As Henry lunged and glided on gorgeous edges, almost closing his eyes as he moved to music he’d heard a zillion times now, he looked so peaceful in himself. You’d think he was completely alone, and that was generally how he always skated.

And it really was beautiful, like a painting in a museum. But watching him, I wanted him to look up, to reach out and let me in. Not me personally, but the audience in general.

Or maybe me personally too.

The commentators loved to call me a “showman” and a “performer.” I got so much energy from the crowd when I skated, but audiences seemed to make Henry tighter. I could imagine he’d love to actually be completely alone so he could just skate and skate and try to be perfect for himself.

Meanwhile, as long as I was getting good scores from the judges who dug my personality and jumps, I was happy. I’d honestly never cared about trying to be perfect.

“You’re not even listening to your poor mother.”

Sighing, I tore my gaze from Henry. “Of course I am. Hey, did I tell you I’m getting a new short program costume? Can I get your opinion on the color? I’ll text you the options, hold on.”

I’d already decided with Manon and the designer, but nothing made my mother happier than telling me what to do. I sent her the pictures and watched Henry begin his free skate again even though I hadn’t seen him make a single mistake.

Chapter Five

Henry

It’s just love.

Manon’s voice rang in my ears, but my heart still thumped as I gave the Skate Canada audience a small smile, lifting my arms out as I glided across the ice to take my starting position.

I’d always felt crushing pressure skating in front of a home crowd, and Manon had worked to reinforce that the audience only wanted to support me.

Canadian fans were nothing if not loyal, and they cheered and stomped and whistled in greeting. Sam, Mom, Dad, Obaachan, and other family and friends were here too. Not so much my friends, since I’d always been far too focused on training for socializing.

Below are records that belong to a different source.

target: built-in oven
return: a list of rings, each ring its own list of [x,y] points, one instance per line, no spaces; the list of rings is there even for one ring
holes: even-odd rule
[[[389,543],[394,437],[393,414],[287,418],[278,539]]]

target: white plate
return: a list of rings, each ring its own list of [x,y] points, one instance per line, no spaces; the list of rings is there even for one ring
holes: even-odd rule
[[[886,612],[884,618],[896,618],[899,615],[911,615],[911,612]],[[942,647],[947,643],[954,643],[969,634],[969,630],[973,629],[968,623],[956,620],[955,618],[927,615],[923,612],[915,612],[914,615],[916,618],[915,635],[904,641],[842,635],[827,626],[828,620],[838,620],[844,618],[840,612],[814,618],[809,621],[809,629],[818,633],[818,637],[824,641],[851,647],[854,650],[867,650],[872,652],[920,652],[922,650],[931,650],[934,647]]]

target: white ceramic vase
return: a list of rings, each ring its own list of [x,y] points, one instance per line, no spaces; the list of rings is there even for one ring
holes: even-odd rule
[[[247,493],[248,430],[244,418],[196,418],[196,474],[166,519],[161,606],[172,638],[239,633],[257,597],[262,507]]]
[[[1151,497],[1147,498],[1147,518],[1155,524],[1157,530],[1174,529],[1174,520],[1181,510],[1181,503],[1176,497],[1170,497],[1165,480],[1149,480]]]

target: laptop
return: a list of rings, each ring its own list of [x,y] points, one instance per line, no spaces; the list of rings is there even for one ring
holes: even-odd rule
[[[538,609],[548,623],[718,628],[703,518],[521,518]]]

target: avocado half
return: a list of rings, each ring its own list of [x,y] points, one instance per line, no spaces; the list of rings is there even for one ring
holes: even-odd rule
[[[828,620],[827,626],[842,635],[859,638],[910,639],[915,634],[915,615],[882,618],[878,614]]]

I’d stumbled on my quad toe in the short, though I was still in second place. Behind him, of course. I didn’t want to disappoint, and if I didn’t skate perfectly… Ugh.

Performing was honestly my least favorite part of skating. I could happily train every day without needing an audience. But the audience was part of winning, and I definitely wanted to win.

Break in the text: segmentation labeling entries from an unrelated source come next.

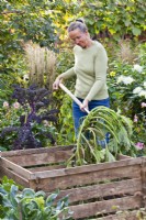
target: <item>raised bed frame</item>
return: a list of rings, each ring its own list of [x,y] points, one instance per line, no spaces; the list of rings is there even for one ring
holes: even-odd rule
[[[67,168],[72,150],[74,145],[3,152],[0,178],[7,175],[47,194],[59,189],[59,198],[69,195],[74,219],[137,219],[137,210],[146,207],[146,158]]]

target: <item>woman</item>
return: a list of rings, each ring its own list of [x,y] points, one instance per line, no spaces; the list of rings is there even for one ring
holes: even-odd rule
[[[80,119],[98,106],[110,107],[106,87],[108,56],[104,47],[98,41],[92,41],[87,25],[82,20],[76,20],[68,28],[69,38],[74,41],[75,66],[60,74],[53,84],[58,89],[61,79],[76,76],[75,96],[81,101],[80,107],[72,103],[72,116],[76,135]]]

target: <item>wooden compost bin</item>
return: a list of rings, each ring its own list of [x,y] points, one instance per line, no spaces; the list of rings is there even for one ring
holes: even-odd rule
[[[7,175],[24,187],[47,194],[60,189],[59,198],[69,195],[74,219],[137,219],[137,210],[145,208],[146,158],[66,168],[72,148],[74,145],[3,152],[0,177]]]

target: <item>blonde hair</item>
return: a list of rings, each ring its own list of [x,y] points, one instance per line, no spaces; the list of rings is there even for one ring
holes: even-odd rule
[[[77,19],[75,22],[71,22],[68,26],[68,32],[75,31],[76,29],[79,29],[83,33],[88,31],[88,28],[82,19]]]

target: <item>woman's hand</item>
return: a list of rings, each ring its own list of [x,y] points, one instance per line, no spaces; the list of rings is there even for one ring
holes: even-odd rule
[[[57,90],[59,88],[59,84],[61,82],[61,78],[57,77],[53,84],[53,89]]]
[[[80,105],[80,110],[81,111],[86,111],[85,109],[88,110],[88,103],[89,103],[89,100],[88,99],[85,99],[82,105]]]

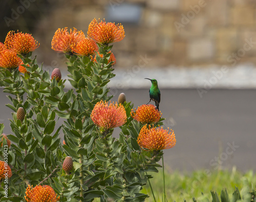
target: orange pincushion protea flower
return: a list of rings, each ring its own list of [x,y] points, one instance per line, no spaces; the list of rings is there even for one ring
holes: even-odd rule
[[[81,31],[77,31],[74,28],[70,33],[68,31],[68,28],[59,28],[55,32],[52,40],[52,49],[56,52],[71,53],[71,46],[75,48],[77,43],[84,39],[86,36]]]
[[[125,110],[122,105],[102,100],[98,102],[91,114],[91,118],[94,124],[101,129],[106,131],[122,125],[126,121]]]
[[[0,67],[12,69],[17,67],[22,62],[16,53],[8,49],[0,52]]]
[[[24,73],[24,74],[25,73],[29,73],[29,72],[28,71],[27,71],[26,68],[25,67],[24,67],[24,66],[22,66],[22,65],[24,65],[24,63],[23,63],[23,62],[22,62],[22,64],[20,64],[20,65],[18,66],[18,70],[19,70],[19,71],[20,73]],[[30,66],[28,64],[27,65],[28,66]]]
[[[8,164],[4,161],[0,161],[0,180],[4,179],[9,179],[12,175],[12,170]]]
[[[9,32],[5,41],[5,46],[18,54],[25,54],[38,47],[37,42],[31,34],[14,31]]]
[[[27,188],[25,199],[28,202],[56,202],[59,200],[59,196],[49,185],[37,185],[32,189],[30,185]]]
[[[140,130],[138,137],[138,144],[143,148],[151,150],[158,150],[173,147],[176,144],[175,134],[170,129],[168,130],[162,128],[151,128],[147,125],[144,125]]]
[[[75,46],[72,44],[71,49],[75,54],[89,56],[94,54],[98,50],[98,46],[96,43],[89,38],[86,38],[79,41]]]
[[[0,42],[0,52],[6,49],[7,48],[6,47],[5,47],[5,44],[2,42]]]
[[[106,44],[122,40],[125,35],[123,27],[121,24],[106,22],[94,18],[91,22],[87,32],[88,37],[93,39],[96,42]]]
[[[114,65],[114,64],[116,64],[116,57],[115,57],[115,56],[114,55],[114,54],[113,54],[113,53],[111,50],[108,53],[111,53],[111,54],[110,55],[110,58],[109,59],[109,61],[108,62],[108,64],[109,64],[110,62],[113,61],[113,62],[114,62],[114,63],[112,64],[112,65]],[[99,56],[100,56],[101,58],[103,57],[103,55],[100,54],[99,53],[99,52],[98,52],[98,54],[99,54]],[[94,62],[97,62],[96,58],[96,56],[95,56],[95,57],[94,57]]]
[[[139,107],[135,112],[132,109],[131,115],[142,123],[152,124],[159,121],[162,113],[153,105],[143,105]]]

I lowered my head for my starting position, one leg back with my toe pick in the ice, my hands resting lightly over my heart atop my long-sleeved shirt, which was a lightly shimmering silver on top, fading down into a rich navy blue under my chest that matched my pants. My newly trimmed hair made a perfect swoop over one side of my forehead.

Be perfect. Don’t fall. Don’t fail. Don’t let everybody down.

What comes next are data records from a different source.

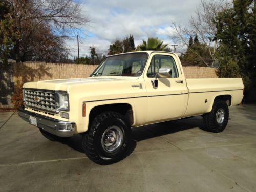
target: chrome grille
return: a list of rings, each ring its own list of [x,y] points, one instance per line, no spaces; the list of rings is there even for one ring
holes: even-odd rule
[[[25,104],[28,106],[43,111],[56,111],[53,91],[24,89],[24,97]]]

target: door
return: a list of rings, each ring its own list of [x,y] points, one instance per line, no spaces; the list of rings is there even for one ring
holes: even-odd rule
[[[167,53],[156,53],[151,57],[150,65],[144,74],[148,96],[146,122],[179,119],[185,113],[188,94],[184,74],[176,64],[178,60]],[[151,80],[155,79],[161,68],[170,68],[172,77],[158,78],[158,87],[154,88]]]

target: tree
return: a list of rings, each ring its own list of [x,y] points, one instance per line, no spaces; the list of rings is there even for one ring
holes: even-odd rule
[[[221,45],[220,58],[230,58],[237,63],[248,89],[256,86],[255,3],[252,0],[234,0],[233,4],[233,7],[226,9],[216,18],[216,38]],[[223,69],[220,68],[219,73],[225,70]]]
[[[173,37],[173,38],[176,38],[180,41],[181,44],[183,44],[189,47],[188,38],[190,35],[196,34],[198,41],[206,46],[205,49],[209,52],[211,60],[209,62],[207,59],[206,62],[201,55],[193,49],[190,49],[191,54],[198,57],[198,60],[200,60],[204,63],[204,66],[216,67],[217,63],[216,53],[219,46],[219,42],[218,39],[215,38],[217,28],[214,20],[219,13],[230,7],[230,4],[225,1],[201,0],[201,4],[195,13],[195,16],[191,17],[189,26],[184,27],[173,22],[173,27],[176,32],[176,36]]]
[[[99,64],[105,57],[105,55],[102,56],[102,54],[96,52],[96,49],[94,47],[90,47],[91,48],[91,58],[90,59],[90,64]]]
[[[108,53],[108,55],[122,53],[123,51],[122,43],[119,40],[117,40],[113,44],[110,45],[108,50],[109,53]]]
[[[142,40],[142,44],[138,45],[137,51],[155,50],[169,51],[169,48],[167,48],[168,44],[163,44],[163,41],[158,40],[158,38],[149,37],[147,41]]]
[[[185,53],[181,57],[181,61],[183,66],[205,66],[205,62],[210,63],[211,56],[208,51],[207,45],[199,41],[197,42],[196,37],[196,35],[194,43],[191,44],[193,40],[192,36],[190,35],[187,49]],[[199,58],[198,55],[203,59],[203,62]]]
[[[196,36],[195,36],[195,38],[194,39],[194,44],[198,44],[199,42],[199,40],[198,40],[198,37],[197,36],[197,35],[196,34]]]
[[[17,61],[57,61],[64,40],[88,20],[72,0],[1,0],[1,56]],[[9,39],[7,40],[7,39]]]

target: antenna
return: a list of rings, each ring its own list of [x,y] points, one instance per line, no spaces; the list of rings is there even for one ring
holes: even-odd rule
[[[78,35],[77,35],[77,50],[78,51],[78,59],[79,58],[79,42],[78,41]]]

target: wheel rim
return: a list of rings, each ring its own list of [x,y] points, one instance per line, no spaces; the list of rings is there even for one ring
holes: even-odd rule
[[[122,129],[117,126],[110,126],[105,130],[102,135],[101,146],[106,152],[113,152],[120,148],[123,140]]]
[[[220,108],[216,112],[216,121],[219,124],[221,124],[224,122],[225,117],[225,111],[222,108]]]

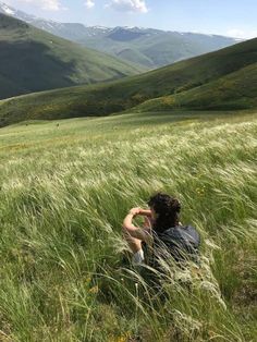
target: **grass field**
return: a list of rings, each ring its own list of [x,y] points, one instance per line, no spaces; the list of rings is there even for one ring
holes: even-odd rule
[[[0,130],[1,341],[256,341],[256,113]],[[127,262],[131,207],[164,191],[203,237],[162,296]]]

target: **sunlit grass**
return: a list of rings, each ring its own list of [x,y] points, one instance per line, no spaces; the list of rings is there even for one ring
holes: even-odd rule
[[[256,131],[200,114],[0,130],[0,339],[254,341]],[[200,270],[163,261],[161,296],[121,236],[156,191],[203,237]]]

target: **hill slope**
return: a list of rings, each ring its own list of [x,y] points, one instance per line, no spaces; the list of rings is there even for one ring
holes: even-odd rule
[[[110,81],[139,71],[0,14],[0,98]]]
[[[237,42],[234,38],[217,35],[208,36],[138,27],[115,27],[112,32],[86,36],[77,41],[151,69],[169,65]]]
[[[29,119],[106,115],[155,98],[168,97],[170,101],[169,97],[174,95],[183,98],[185,108],[192,107],[189,100],[193,96],[196,102],[200,96],[206,97],[205,101],[197,103],[199,109],[210,107],[208,96],[219,108],[252,108],[256,106],[257,97],[256,63],[257,39],[252,39],[109,84],[58,89],[2,101],[1,124]],[[222,86],[220,91],[217,91],[218,86]],[[244,100],[238,91],[243,88]],[[161,106],[148,106],[139,110],[158,111],[158,108],[163,109]]]
[[[148,69],[168,65],[237,42],[234,38],[218,35],[164,32],[142,27],[87,27],[78,23],[59,23],[17,11],[1,1],[0,12],[21,19],[56,36]]]

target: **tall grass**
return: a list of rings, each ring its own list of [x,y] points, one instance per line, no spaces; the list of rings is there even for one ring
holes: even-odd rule
[[[0,340],[254,341],[254,117],[59,123],[0,130]],[[161,292],[121,236],[156,191],[203,239],[200,269],[162,260]]]

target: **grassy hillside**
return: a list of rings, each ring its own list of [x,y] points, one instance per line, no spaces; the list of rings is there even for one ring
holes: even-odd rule
[[[219,107],[230,108],[227,106],[229,96],[231,108],[252,108],[256,103],[256,62],[257,39],[252,39],[122,81],[17,97],[0,102],[1,125],[30,119],[106,115],[178,93],[181,97],[185,96],[186,107],[186,98],[191,100],[191,93],[186,91],[191,89],[196,91],[195,101],[198,96],[200,101],[201,94],[197,91],[203,89],[212,96],[212,102],[219,102]],[[228,77],[230,82],[222,77]],[[235,86],[231,87],[233,82]],[[222,86],[220,91],[217,90],[219,85]],[[188,102],[188,106],[192,105]],[[198,102],[197,108],[209,108],[208,98],[201,105]],[[147,107],[147,110],[150,108]],[[158,106],[155,110],[158,111]]]
[[[149,112],[182,108],[257,108],[257,63],[191,90],[148,100],[133,110]]]
[[[0,13],[0,98],[110,81],[140,71]]]
[[[87,47],[157,69],[180,60],[231,46],[236,41],[222,36],[117,27],[106,34],[81,37]],[[130,53],[127,53],[130,51]]]
[[[255,341],[256,130],[233,112],[1,129],[0,340]],[[164,262],[162,296],[121,233],[156,191],[203,241],[200,270]]]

Stomach fluttering as the first piano note echoed through the arena, I pushed off, stroking to gather speed for my first quad, the dreaded Lutz. I tensed, rushing the takeoff. My timing was critically off, and I opened up too late, over-rotating it and barely staying on my feet.

I could just imagine the negative GOE displayed in red on the top left of the screen for TV viewers beside the base mark. I’d already thrown away too many points, and it was only the first element. I had to focus and shake it off as much as I wanted to start again.

Focus or he’ll beat you!

After an okay quad toe-triple toe, I nailed my first triple Axel before transitioning into the choreographic sequence, where I had time to catch my breath and express the music. But I could barely even hear Beethoven over the buzzing in my ears. I couldn’t stop thinking about the Lutz.

What would he do?

Theodore would switch up his program on the fly and try the Lutz again, this time in combination. The month he’d been training in Toronto, Manon and Bill had been trying and failing to get him to stop changing his choreography and leaving out transitions. I’d done my best to ignore him.

I knew every moment of choreography as though it had been imprinted in my DNA. As I performed my combination spin, I scanned through the program for the right place to try the quad Lutz combination instead of a planned triple-triple.

Heart racing, I went through the motions, thinking ahead. My quad Lutz combination wasn’t consistent enough yet, but wasn’t this my chance to get it out in competition? If I did it, my score would shoot up, and the audience would roar. I could do it. I had to try.